Concernant certains animateurs radio et chroniqueurs, la cause me semble entendue. Ils cultivent bien souvent, autant sur le fond que par la manière, la division, l’intolérance, le racisme et la haine des musulmans.

Mais les politiciens québécois, sauf certains cas isolés, peut-on sérieusement les accuser de « souffler sur les braises de l’intolérance »? S’opposer à leurs idées, oui, mais les accuser d’avoir contribué au climat ayant mené au massacre de Québec?

Et la Charte des valeurs, la volonté de limiter le port du voile ou d’encadrer plus strictement les accommodements raisonnables. On peut être férocement contre, mais était-il bien honnête de les pointer du doigt au lendemain du pire acte haineux qu’ait connu le Québec?

Finalement, en accusant Mathieu Bock-Côté et Christian Rioux de diviser, ne tente-t-on pas de museler tous ceux et celles qui, dans l’autre camp, s’inquiètent de l’intégrisme et défendent la laïcité?

De tels discours enflammés mobilisent, mais polarisent à outrance. En niant toute légitimité aux perceptions et aux opinions raisonnables de certains, ils les braquent dans une position inconfortable où la discussion devient impossible. C’est exactement ce que cherchent les extrémistes de tout acabit.

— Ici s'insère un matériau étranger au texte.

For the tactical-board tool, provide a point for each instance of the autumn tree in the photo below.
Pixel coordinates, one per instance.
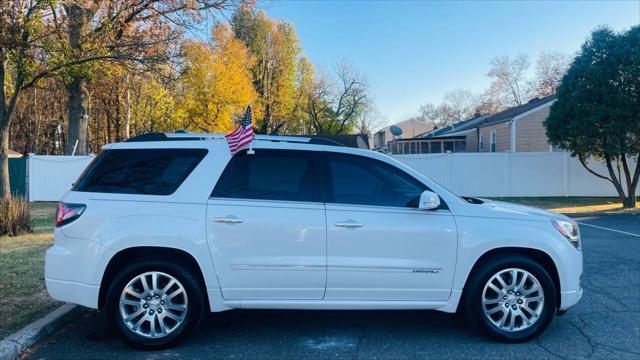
(41, 39)
(140, 32)
(276, 50)
(216, 84)
(335, 104)
(597, 114)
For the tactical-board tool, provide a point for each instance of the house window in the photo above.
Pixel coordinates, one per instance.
(424, 147)
(492, 140)
(448, 146)
(436, 147)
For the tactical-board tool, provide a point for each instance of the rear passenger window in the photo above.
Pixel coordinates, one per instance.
(362, 181)
(139, 171)
(270, 175)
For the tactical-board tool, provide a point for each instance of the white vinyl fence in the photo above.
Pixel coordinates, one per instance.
(513, 174)
(471, 174)
(49, 177)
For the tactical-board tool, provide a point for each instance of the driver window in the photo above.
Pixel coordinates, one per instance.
(362, 181)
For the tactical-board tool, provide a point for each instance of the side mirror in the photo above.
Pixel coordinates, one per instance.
(429, 200)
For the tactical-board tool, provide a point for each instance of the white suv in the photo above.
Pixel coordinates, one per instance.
(158, 231)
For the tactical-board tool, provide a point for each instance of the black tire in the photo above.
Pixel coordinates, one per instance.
(472, 297)
(192, 287)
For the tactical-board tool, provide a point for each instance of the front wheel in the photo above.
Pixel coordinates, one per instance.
(154, 304)
(510, 299)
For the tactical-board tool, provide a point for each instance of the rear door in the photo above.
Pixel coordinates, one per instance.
(380, 246)
(266, 226)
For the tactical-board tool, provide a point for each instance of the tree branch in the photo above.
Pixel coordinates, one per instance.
(584, 164)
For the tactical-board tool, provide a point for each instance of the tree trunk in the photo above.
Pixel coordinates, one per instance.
(76, 88)
(616, 182)
(5, 190)
(632, 182)
(78, 117)
(127, 116)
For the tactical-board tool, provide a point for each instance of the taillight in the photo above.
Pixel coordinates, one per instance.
(68, 213)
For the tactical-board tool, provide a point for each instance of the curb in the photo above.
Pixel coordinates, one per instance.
(14, 344)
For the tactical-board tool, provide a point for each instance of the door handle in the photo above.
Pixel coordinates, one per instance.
(348, 224)
(227, 220)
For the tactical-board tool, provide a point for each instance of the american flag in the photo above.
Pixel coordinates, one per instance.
(242, 135)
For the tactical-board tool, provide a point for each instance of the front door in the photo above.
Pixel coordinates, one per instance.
(380, 246)
(266, 227)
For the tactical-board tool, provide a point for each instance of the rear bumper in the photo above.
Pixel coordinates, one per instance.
(73, 292)
(73, 269)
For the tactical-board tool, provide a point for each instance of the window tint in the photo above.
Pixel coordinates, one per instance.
(362, 181)
(139, 171)
(270, 175)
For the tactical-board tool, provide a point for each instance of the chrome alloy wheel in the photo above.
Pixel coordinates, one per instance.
(513, 300)
(153, 304)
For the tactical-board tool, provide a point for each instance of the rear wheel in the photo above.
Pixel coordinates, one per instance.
(154, 303)
(510, 299)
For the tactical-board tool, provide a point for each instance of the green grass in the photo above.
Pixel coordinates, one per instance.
(42, 215)
(23, 297)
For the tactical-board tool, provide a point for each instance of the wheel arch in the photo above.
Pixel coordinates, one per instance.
(126, 255)
(537, 255)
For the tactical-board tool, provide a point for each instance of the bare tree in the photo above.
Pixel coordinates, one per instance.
(457, 105)
(334, 105)
(550, 68)
(509, 79)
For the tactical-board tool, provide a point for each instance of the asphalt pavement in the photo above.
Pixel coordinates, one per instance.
(604, 325)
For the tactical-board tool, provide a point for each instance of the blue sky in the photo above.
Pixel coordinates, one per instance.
(413, 52)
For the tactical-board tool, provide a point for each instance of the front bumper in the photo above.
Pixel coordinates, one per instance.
(569, 298)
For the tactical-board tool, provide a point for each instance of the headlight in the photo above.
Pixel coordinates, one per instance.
(569, 230)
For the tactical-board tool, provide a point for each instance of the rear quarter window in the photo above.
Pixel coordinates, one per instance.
(139, 171)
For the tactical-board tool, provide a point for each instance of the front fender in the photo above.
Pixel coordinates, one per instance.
(477, 236)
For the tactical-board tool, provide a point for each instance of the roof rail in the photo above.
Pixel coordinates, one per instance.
(220, 136)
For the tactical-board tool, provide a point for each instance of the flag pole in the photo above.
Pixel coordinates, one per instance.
(250, 151)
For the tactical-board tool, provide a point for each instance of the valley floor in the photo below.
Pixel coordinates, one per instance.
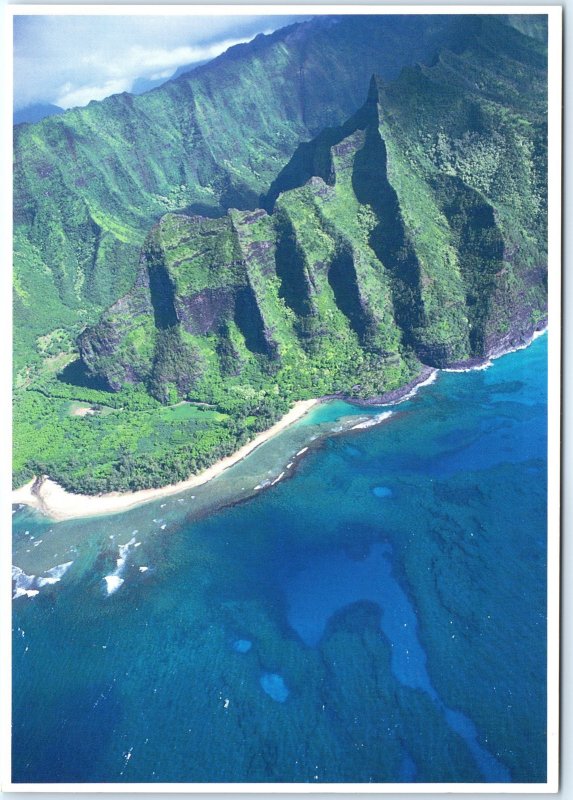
(52, 500)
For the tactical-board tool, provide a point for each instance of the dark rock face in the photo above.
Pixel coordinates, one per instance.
(404, 237)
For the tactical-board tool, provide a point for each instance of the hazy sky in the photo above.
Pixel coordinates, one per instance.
(70, 60)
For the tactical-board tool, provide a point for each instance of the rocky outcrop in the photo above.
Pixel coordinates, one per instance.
(404, 237)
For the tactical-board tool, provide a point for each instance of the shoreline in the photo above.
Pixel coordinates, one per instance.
(50, 499)
(55, 502)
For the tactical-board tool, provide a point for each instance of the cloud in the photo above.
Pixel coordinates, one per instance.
(69, 60)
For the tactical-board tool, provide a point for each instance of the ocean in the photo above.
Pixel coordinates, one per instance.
(378, 615)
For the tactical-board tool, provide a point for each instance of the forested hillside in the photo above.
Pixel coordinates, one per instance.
(412, 234)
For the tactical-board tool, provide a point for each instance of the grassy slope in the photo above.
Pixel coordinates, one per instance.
(89, 183)
(424, 228)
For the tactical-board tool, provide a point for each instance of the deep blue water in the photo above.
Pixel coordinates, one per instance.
(379, 617)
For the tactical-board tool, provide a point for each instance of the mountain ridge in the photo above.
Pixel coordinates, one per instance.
(413, 234)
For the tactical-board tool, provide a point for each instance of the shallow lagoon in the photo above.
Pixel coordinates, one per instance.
(392, 593)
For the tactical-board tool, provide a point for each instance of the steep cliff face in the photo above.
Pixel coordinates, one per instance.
(89, 183)
(412, 234)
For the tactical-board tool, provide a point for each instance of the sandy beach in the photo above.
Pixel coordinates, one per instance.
(52, 500)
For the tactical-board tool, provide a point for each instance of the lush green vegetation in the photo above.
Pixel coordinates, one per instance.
(415, 232)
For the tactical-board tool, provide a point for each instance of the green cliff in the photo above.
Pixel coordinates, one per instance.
(413, 234)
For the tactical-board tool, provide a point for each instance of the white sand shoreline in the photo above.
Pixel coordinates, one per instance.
(53, 501)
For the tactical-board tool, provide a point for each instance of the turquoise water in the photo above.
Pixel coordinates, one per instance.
(378, 617)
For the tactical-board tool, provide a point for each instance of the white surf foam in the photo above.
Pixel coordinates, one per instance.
(54, 574)
(23, 584)
(376, 420)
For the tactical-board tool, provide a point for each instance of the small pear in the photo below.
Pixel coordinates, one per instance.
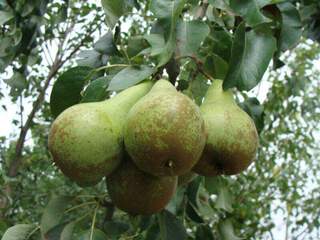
(164, 133)
(137, 192)
(232, 136)
(86, 140)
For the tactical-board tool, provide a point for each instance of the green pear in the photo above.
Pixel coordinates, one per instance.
(232, 136)
(86, 140)
(137, 192)
(164, 133)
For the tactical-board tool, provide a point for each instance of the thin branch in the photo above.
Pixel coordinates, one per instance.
(57, 64)
(202, 9)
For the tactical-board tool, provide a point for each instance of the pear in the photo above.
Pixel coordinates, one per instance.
(137, 192)
(164, 133)
(232, 136)
(86, 140)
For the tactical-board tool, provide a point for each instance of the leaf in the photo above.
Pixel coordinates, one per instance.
(5, 17)
(156, 42)
(97, 90)
(19, 232)
(66, 90)
(224, 200)
(251, 55)
(97, 235)
(291, 26)
(255, 110)
(129, 77)
(190, 35)
(90, 58)
(249, 10)
(169, 11)
(106, 45)
(204, 232)
(115, 229)
(62, 231)
(53, 212)
(226, 231)
(170, 227)
(114, 9)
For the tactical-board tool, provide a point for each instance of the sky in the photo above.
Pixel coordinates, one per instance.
(9, 130)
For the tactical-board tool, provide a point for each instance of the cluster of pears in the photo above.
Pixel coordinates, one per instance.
(146, 137)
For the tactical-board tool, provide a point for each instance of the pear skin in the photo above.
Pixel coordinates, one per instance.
(232, 136)
(137, 192)
(164, 133)
(86, 140)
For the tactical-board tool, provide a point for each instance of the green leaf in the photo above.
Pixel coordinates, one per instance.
(62, 231)
(251, 55)
(53, 213)
(224, 200)
(66, 90)
(216, 67)
(190, 35)
(168, 11)
(291, 26)
(114, 9)
(129, 77)
(204, 233)
(91, 58)
(97, 90)
(156, 42)
(19, 232)
(5, 17)
(106, 45)
(226, 231)
(255, 110)
(170, 227)
(115, 228)
(249, 10)
(97, 235)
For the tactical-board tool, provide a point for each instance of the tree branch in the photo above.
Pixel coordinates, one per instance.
(57, 64)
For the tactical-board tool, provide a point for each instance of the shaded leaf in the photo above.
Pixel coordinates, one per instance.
(115, 228)
(53, 213)
(97, 235)
(5, 17)
(19, 232)
(106, 45)
(251, 55)
(171, 227)
(190, 35)
(66, 90)
(97, 90)
(291, 26)
(255, 110)
(129, 77)
(250, 11)
(226, 231)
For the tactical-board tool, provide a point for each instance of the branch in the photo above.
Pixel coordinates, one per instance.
(202, 9)
(57, 64)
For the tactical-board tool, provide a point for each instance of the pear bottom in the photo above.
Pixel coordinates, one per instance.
(137, 192)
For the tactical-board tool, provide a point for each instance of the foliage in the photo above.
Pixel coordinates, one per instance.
(189, 43)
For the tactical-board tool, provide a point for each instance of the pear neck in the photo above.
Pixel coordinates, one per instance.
(163, 85)
(216, 93)
(127, 98)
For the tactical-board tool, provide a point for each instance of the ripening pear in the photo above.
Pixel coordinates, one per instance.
(86, 140)
(232, 136)
(164, 133)
(137, 192)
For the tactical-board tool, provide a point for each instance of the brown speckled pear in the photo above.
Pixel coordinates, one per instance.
(86, 140)
(232, 136)
(164, 133)
(137, 192)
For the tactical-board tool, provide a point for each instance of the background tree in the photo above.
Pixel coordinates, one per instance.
(189, 42)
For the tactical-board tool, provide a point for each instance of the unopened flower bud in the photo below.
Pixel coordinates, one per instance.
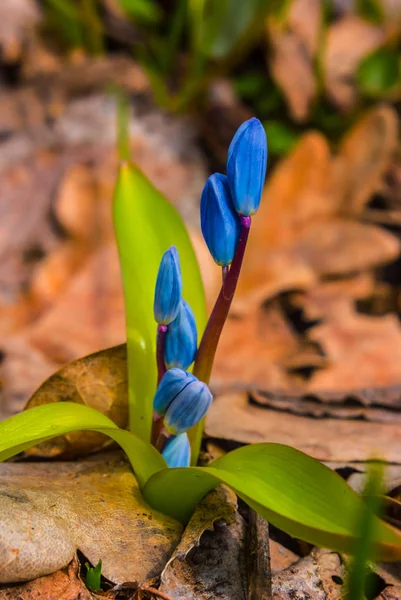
(188, 407)
(246, 166)
(177, 451)
(181, 339)
(219, 221)
(168, 288)
(173, 382)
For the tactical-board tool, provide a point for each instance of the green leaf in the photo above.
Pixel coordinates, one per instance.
(357, 579)
(42, 423)
(146, 225)
(146, 11)
(94, 576)
(371, 10)
(378, 72)
(293, 491)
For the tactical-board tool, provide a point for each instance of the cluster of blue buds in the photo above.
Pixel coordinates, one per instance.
(226, 198)
(227, 203)
(181, 399)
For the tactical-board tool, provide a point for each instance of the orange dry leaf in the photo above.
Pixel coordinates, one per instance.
(309, 228)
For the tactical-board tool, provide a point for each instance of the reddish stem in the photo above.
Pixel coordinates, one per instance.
(208, 346)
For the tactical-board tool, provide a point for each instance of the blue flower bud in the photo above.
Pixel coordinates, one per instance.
(188, 407)
(168, 288)
(177, 451)
(219, 222)
(246, 166)
(173, 382)
(181, 339)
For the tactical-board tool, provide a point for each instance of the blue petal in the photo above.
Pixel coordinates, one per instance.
(177, 451)
(168, 287)
(219, 221)
(181, 339)
(188, 408)
(246, 166)
(173, 382)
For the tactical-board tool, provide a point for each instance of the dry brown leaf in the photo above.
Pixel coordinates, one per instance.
(318, 576)
(363, 351)
(199, 568)
(292, 70)
(49, 510)
(250, 351)
(90, 314)
(348, 41)
(281, 558)
(364, 157)
(341, 246)
(99, 381)
(61, 585)
(53, 273)
(77, 204)
(293, 47)
(232, 417)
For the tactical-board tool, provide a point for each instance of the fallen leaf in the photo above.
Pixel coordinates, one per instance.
(49, 510)
(292, 70)
(281, 557)
(209, 563)
(291, 57)
(362, 351)
(365, 154)
(99, 381)
(348, 41)
(233, 417)
(270, 339)
(338, 247)
(64, 584)
(318, 576)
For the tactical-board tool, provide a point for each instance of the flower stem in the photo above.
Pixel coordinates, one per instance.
(208, 346)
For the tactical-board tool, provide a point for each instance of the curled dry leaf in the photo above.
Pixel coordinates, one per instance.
(309, 230)
(260, 341)
(361, 350)
(64, 584)
(209, 562)
(99, 381)
(233, 417)
(318, 576)
(49, 510)
(291, 57)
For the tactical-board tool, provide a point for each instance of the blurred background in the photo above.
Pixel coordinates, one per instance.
(318, 307)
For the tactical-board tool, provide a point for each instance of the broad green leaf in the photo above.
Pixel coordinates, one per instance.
(379, 72)
(357, 579)
(293, 491)
(146, 225)
(42, 423)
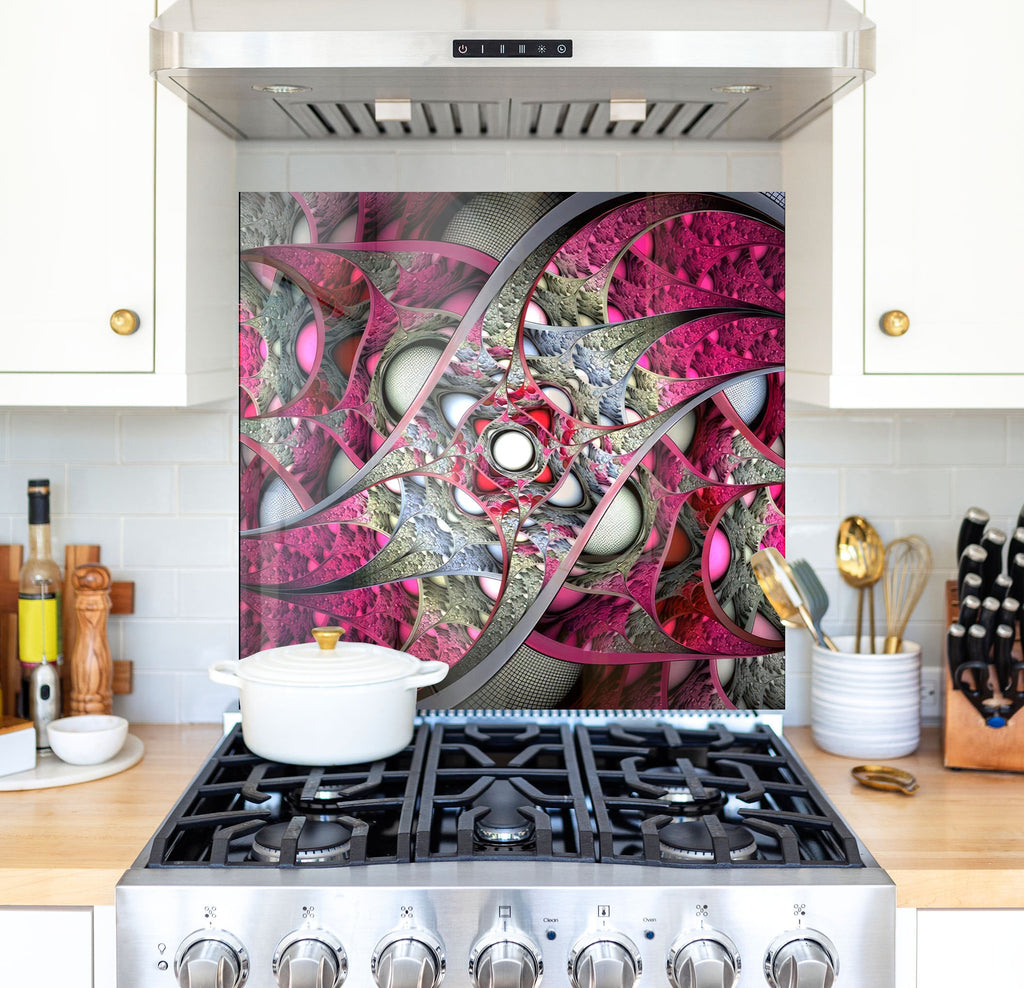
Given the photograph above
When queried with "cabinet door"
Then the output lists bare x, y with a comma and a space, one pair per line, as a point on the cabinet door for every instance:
969, 947
46, 947
944, 139
77, 206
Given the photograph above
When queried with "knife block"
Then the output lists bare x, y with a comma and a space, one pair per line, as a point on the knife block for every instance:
968, 741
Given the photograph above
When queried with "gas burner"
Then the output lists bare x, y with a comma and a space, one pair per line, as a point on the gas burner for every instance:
691, 841
682, 801
502, 824
317, 843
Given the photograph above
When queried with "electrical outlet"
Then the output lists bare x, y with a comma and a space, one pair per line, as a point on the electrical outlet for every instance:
931, 694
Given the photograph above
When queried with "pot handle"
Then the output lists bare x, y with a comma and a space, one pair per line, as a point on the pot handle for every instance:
432, 672
224, 673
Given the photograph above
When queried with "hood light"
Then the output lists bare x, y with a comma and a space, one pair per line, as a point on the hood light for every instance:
281, 89
740, 89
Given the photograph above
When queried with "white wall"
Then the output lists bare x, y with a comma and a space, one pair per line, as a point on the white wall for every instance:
158, 489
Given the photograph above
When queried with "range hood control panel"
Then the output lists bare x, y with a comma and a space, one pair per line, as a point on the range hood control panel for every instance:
514, 48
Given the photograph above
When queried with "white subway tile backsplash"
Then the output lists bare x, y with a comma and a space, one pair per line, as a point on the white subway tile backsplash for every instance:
78, 437
155, 698
156, 592
342, 173
180, 542
947, 439
1015, 438
581, 169
203, 700
897, 492
666, 171
811, 491
120, 489
86, 529
210, 490
178, 437
182, 645
428, 171
834, 439
208, 593
259, 171
755, 172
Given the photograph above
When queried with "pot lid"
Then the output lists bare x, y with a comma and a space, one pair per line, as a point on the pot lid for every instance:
328, 662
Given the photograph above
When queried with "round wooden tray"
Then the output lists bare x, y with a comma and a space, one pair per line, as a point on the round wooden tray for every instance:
50, 771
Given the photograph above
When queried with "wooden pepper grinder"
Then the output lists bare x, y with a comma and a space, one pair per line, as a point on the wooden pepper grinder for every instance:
91, 671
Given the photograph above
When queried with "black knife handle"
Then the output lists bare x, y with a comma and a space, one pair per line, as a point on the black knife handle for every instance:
988, 617
992, 542
1000, 587
1016, 544
1017, 575
1004, 644
981, 690
972, 526
971, 587
970, 608
1010, 611
977, 653
972, 561
955, 650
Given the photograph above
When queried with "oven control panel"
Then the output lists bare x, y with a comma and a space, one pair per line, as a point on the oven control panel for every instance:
713, 936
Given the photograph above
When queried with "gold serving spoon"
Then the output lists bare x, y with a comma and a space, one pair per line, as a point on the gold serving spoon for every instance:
860, 558
784, 595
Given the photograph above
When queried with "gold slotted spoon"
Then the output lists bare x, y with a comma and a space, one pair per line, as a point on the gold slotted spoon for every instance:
860, 558
784, 595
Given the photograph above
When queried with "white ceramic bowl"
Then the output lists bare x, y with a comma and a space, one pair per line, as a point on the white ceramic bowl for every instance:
88, 739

On s’offusque des raccourcis intellectuels qui associent tous les musulmans au terrorisme ou à l’intégrisme islamique. Et on a bien raison. Mais comme on vient de le voir, personne n’est à l’abri des amalgames.

Tous islamophobes?

Le terme islamophobie est utilisé pour décrire une foule de réalités bien différentes :
  • Le citoyen qui s’inquiète d’une ferveur religieuse associée à des valeurs inédites au Québec depuis la Révolution tranquille : islamophobe.
  • L’intellectuel qui analyse l’islam radical dans la perspective d’un projet politique international : islamophobe.
  • Le chroniqueur hostile à tout fait religieux : islamophobe.
  • Le tenant de la laïcité qui veut encadrer le port de signe religieux et les demandes d’accommodement : islamophobe.
  • Le #charlie qui défend le droit au blasphème : islamophobe.
  • Ou encore, ceux que la haine de l’islam mène à l’agression verbale contre des musulmanes voilées ou à l’assassinat de fidèles, en passant par toute la gamme intermédiaire des agressions qui pourrissent la vie de nos concitoyens musulmans.

Les bons mots pour le dire

Penser marquer des points en qualifiant d’islamophobes ceux qui ont des réserves envers l’islam — appelons-les, faute de mieux, les « islamosceptiques » —, c’est oublier que nous sommes condamnés à vivre ensemble. Plus de 40 % des Québécois, des démocrates, pas de dangereux fascistes, ont appuyé la charte des valeurs et 60 % se sont prononcés pour l’interdiction des signes religieux dans la fonction publique. Si on continue à leur crier des noms, on n’est pas près de voir de rapprochement entre les communautés.

En cette année préélectorale, les adversaires de bonne volonté devraient convenir d’un vocabulaire permettant d’exprimer toutes les nuances que requiert une discussion intelligente dont nous ne pourrons faire indéfiniment l’économie.